To enable automatic upgrades, follow our [Kubernetes upgrade guide](https://docs.digitalocean.com/products/kubernetes/how-to/upgrade-cluster/index.html.md).

## Enable Surge Upgrades

Surge upgrades reduce the overall cluster upgrade time and impact on applications. We recommend enabling surge upgrades when upgrading an existing cluster. Surge upgrades are enabled by default when you create a new cluster.

### How do I do this?

To enable surge upgrades, follow our [surge upgrade guide](https://docs.digitalocean.com/products/kubernetes/how-to/upgrade-cluster/index.html.md#surge-upgrades).

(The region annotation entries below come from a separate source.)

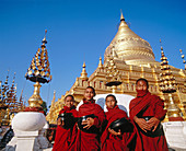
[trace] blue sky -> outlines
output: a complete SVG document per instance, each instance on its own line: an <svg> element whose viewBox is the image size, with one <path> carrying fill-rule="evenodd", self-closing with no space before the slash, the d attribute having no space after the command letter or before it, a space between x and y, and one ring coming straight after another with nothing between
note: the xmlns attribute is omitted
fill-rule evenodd
<svg viewBox="0 0 186 151"><path fill-rule="evenodd" d="M148 40L160 61L160 38L170 65L183 69L179 49L186 55L185 0L0 0L0 80L16 72L18 96L27 101L33 84L24 74L47 30L53 80L40 96L59 98L80 77L83 61L88 76L96 69L119 24L120 9L130 28Z"/></svg>

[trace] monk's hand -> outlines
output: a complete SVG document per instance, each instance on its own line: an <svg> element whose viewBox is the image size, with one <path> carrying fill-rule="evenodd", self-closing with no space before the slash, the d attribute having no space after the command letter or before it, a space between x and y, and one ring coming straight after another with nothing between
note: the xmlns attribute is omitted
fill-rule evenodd
<svg viewBox="0 0 186 151"><path fill-rule="evenodd" d="M118 132L116 132L114 129L108 128L108 131L114 136L121 136L120 129L118 130Z"/></svg>
<svg viewBox="0 0 186 151"><path fill-rule="evenodd" d="M137 123L137 125L147 132L147 130L151 130L150 125L143 118L138 118L137 116L133 118L133 120Z"/></svg>
<svg viewBox="0 0 186 151"><path fill-rule="evenodd" d="M58 118L57 125L60 126L60 127L63 127L65 123L63 123L63 120L61 120L61 118Z"/></svg>
<svg viewBox="0 0 186 151"><path fill-rule="evenodd" d="M81 124L82 124L82 125L85 125L83 128L89 129L91 126L94 125L94 118L88 117L88 119L86 119L86 120L83 120Z"/></svg>
<svg viewBox="0 0 186 151"><path fill-rule="evenodd" d="M149 124L149 126L151 127L151 129L152 129L152 127L153 127L152 131L155 131L156 127L158 127L159 124L160 124L160 120L159 120L156 117L152 117L152 118L149 119L147 123Z"/></svg>

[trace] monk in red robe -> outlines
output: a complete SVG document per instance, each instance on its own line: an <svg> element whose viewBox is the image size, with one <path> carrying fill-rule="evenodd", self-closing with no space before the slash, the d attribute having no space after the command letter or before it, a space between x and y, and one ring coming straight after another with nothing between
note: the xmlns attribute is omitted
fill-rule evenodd
<svg viewBox="0 0 186 151"><path fill-rule="evenodd" d="M55 138L55 144L53 147L53 151L68 151L70 141L71 141L71 135L73 130L73 125L75 123L69 123L70 125L66 126L66 121L62 120L60 115L65 115L66 113L71 113L73 117L78 116L78 112L75 109L75 106L73 105L74 98L72 95L67 95L65 97L65 105L63 108L59 112L59 117L57 120L57 131L56 131L56 138Z"/></svg>
<svg viewBox="0 0 186 151"><path fill-rule="evenodd" d="M117 119L125 117L128 120L129 118L126 112L119 109L115 95L108 94L105 98L105 104L108 112L105 113L107 126L101 137L102 151L128 151L130 149L128 144L135 133L130 131L121 133L120 129L116 132L109 126Z"/></svg>
<svg viewBox="0 0 186 151"><path fill-rule="evenodd" d="M105 120L105 114L98 104L95 104L93 97L95 90L88 86L84 92L83 104L79 108L79 119L83 116L90 116L73 129L73 141L70 144L70 151L97 151L100 150L100 128ZM92 116L92 117L91 117Z"/></svg>
<svg viewBox="0 0 186 151"><path fill-rule="evenodd" d="M137 97L130 102L130 118L137 130L136 151L167 151L161 120L166 111L163 101L148 91L146 79L136 82Z"/></svg>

## Check Cluster Linter Messages

[Clusterlint](https://docs.digitalocean.com/support/clusterlint-error-fixes/index.html.md) is a standalone tool that connects to the cluster’s API server and flags issues with workloads deployed in a cluster. These issues might cause downtime during maintenance or upgrades and could complicate the maintenance or upgrade itself. Using `clusterlint` regularly can inform you of ongoing issues that otherwise might not be immediately apparent.

### How to do this?

You can access `clusterlint` using three different methods:

- **Control panel** - To view `clusterlint` messages from the control panel, click **Kubernetes** in the main menu, then select your cluster from the list of clusters. From the cluster’s **Overview** page, under **Production Readiness Check**, click **Run Check**. After the card updates, it displays any `clusterlint` results.
- **DigitalOcean API call** - [Send a diagnostic request](https://developers.digitalocean.com/documentation/v2/#run-clusterlint-checks-on-a-kubernetes-cluster) to the DigitalOcean API and then [retrieve the results](https://developers.digitalocean.com/documentation/v2/#fetch-clusterlint-diagnostics-for-a-kubernetes-cluster).
- **Command line tool** - [Install `clusterlint` from the command line](https://github.com/digitalocean/clusterlint) and begin using it to access your clusters.

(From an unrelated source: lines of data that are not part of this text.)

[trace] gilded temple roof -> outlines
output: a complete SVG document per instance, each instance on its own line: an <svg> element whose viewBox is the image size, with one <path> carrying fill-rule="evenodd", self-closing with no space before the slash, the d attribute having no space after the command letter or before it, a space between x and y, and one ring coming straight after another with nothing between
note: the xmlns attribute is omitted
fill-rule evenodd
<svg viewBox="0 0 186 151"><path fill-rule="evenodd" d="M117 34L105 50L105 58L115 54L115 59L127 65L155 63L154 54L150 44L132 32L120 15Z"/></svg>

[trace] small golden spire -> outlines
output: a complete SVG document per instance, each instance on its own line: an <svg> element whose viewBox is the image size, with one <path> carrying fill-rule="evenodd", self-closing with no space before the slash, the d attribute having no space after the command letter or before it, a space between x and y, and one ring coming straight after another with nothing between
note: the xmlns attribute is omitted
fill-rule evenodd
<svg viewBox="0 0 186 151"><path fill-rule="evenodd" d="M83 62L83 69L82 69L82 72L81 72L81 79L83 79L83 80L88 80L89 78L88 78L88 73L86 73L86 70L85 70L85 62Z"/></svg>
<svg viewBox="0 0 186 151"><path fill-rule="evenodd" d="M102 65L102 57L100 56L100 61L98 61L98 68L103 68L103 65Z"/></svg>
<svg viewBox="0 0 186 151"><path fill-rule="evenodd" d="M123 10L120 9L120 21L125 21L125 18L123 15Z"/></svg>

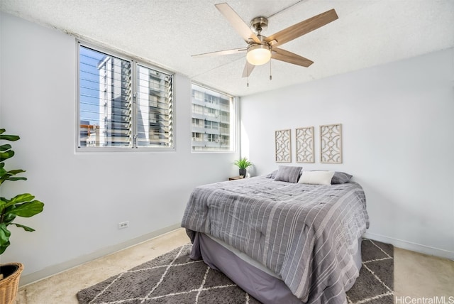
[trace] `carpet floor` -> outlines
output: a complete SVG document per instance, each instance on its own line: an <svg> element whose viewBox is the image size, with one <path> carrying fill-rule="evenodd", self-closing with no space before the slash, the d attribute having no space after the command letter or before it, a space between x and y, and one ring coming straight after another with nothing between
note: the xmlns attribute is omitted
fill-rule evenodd
<svg viewBox="0 0 454 304"><path fill-rule="evenodd" d="M260 303L222 273L189 257L192 245L161 256L77 293L80 304ZM394 247L362 241L362 267L347 293L349 303L394 302Z"/></svg>

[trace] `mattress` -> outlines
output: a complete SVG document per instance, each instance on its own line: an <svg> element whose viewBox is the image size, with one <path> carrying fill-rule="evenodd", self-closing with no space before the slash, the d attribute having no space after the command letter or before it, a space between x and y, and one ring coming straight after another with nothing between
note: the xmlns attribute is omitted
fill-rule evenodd
<svg viewBox="0 0 454 304"><path fill-rule="evenodd" d="M197 187L182 227L193 241L197 232L209 234L265 266L300 302L342 303L359 275L355 256L369 223L365 207L355 183L258 177Z"/></svg>

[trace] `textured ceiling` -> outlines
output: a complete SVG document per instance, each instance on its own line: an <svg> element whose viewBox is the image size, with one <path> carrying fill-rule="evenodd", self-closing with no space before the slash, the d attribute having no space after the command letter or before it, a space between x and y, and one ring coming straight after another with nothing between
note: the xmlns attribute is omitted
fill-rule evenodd
<svg viewBox="0 0 454 304"><path fill-rule="evenodd" d="M269 17L270 36L335 9L339 18L280 46L314 63L272 60L247 79L245 54L192 58L241 48L216 9L222 0L0 0L1 11L145 58L237 96L274 89L454 45L453 0L228 1L243 20ZM272 80L269 80L270 70Z"/></svg>

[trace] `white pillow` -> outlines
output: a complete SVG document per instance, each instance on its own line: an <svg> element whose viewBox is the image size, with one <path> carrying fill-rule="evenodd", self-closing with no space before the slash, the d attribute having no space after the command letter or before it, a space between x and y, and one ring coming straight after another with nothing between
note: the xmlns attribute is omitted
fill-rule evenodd
<svg viewBox="0 0 454 304"><path fill-rule="evenodd" d="M334 171L303 171L298 180L301 184L331 185Z"/></svg>

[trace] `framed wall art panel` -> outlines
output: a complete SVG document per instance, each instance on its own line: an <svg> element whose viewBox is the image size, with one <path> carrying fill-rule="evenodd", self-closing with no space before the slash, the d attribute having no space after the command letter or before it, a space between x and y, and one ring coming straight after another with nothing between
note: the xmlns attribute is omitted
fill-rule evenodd
<svg viewBox="0 0 454 304"><path fill-rule="evenodd" d="M342 124L320 126L320 163L342 163Z"/></svg>
<svg viewBox="0 0 454 304"><path fill-rule="evenodd" d="M315 163L314 153L314 126L297 128L297 163Z"/></svg>
<svg viewBox="0 0 454 304"><path fill-rule="evenodd" d="M292 162L292 141L290 129L275 132L276 163Z"/></svg>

For a list of common `clusterlint` errors and their respective fixes, see [Clusterlint Error Fixes](https://docs.digitalocean.com/support/clusterlint-error-fixes/index.html.md).

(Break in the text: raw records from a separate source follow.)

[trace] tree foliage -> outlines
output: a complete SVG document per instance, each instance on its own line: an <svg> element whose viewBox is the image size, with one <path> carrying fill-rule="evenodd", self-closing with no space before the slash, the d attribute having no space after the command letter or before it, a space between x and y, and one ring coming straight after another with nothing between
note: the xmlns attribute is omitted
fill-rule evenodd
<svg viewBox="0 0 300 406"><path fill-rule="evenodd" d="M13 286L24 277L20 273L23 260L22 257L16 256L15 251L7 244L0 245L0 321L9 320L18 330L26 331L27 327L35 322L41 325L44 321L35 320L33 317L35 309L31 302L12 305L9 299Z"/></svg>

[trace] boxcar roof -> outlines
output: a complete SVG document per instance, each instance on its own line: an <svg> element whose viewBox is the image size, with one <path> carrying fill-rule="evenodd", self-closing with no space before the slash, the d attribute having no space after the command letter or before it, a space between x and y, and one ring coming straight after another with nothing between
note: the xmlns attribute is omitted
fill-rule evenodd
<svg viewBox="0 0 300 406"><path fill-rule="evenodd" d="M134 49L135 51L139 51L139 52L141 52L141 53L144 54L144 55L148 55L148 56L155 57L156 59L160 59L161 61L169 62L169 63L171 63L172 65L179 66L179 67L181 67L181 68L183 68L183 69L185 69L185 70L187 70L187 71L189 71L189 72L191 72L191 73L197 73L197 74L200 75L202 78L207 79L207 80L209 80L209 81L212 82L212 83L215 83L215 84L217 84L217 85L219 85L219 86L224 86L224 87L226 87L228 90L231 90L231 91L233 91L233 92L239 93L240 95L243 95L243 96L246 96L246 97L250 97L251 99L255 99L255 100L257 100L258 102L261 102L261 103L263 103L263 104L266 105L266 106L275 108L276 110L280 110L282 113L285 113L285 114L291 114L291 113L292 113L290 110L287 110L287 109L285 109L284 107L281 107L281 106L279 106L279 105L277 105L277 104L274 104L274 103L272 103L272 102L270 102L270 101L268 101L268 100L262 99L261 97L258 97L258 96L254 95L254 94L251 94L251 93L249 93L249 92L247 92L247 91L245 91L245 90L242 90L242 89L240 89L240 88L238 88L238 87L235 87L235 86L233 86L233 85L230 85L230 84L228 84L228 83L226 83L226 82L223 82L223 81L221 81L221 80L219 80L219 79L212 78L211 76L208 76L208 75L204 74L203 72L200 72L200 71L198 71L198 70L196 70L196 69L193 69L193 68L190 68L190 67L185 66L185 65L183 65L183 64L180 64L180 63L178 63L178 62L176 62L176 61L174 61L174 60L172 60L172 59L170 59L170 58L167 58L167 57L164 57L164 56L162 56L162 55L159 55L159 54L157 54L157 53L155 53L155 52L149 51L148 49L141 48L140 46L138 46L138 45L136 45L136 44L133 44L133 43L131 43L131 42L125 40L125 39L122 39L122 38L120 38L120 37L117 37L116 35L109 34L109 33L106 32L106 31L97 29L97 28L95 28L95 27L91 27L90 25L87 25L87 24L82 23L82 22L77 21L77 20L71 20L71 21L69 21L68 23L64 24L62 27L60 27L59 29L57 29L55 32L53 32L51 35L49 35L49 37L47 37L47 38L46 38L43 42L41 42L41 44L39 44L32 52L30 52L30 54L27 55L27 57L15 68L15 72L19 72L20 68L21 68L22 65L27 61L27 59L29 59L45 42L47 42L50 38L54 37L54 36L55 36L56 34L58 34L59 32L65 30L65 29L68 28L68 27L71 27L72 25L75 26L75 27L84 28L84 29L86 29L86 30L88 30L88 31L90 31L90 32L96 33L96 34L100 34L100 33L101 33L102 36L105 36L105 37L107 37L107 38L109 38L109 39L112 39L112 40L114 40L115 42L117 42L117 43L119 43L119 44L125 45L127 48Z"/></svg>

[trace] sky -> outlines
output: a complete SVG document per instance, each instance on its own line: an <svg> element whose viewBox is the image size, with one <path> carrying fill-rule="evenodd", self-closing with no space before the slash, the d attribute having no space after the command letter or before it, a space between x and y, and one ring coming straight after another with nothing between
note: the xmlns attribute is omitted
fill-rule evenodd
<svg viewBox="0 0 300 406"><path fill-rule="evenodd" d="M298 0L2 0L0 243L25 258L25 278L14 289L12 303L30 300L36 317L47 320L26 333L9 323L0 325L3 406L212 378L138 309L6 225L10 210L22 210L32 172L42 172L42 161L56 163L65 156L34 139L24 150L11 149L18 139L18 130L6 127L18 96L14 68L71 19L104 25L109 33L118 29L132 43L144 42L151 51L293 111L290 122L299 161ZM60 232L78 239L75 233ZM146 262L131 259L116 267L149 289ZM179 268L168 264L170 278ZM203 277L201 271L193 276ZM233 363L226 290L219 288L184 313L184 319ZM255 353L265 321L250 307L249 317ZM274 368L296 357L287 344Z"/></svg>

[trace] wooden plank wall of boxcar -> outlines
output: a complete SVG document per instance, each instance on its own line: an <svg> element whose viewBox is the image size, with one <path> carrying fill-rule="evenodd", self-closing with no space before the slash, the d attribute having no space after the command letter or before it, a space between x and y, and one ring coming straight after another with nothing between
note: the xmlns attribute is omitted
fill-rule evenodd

## Check Reconciler Messages

The DOKS reconciler checks the [managed elements of the cluster](https://docs.digitalocean.com/products/kubernetes/details/managed/index.html.md) during cluster reconciliation and returns information about any issues. These include issues related to account and resource limits and do not contain information about events inside the cluster.

### How to do this?

You can access the reconciler messages by navigating to the **Overview** tab of your cluster in the DigitalOcean Control Panel.

The messages only appear if the reconciler finds any issues. Review each message and follow the instructions in the message to fix the issue. These are not real-time messages, which means that if you resolve the issue, it may take some time for its status to update.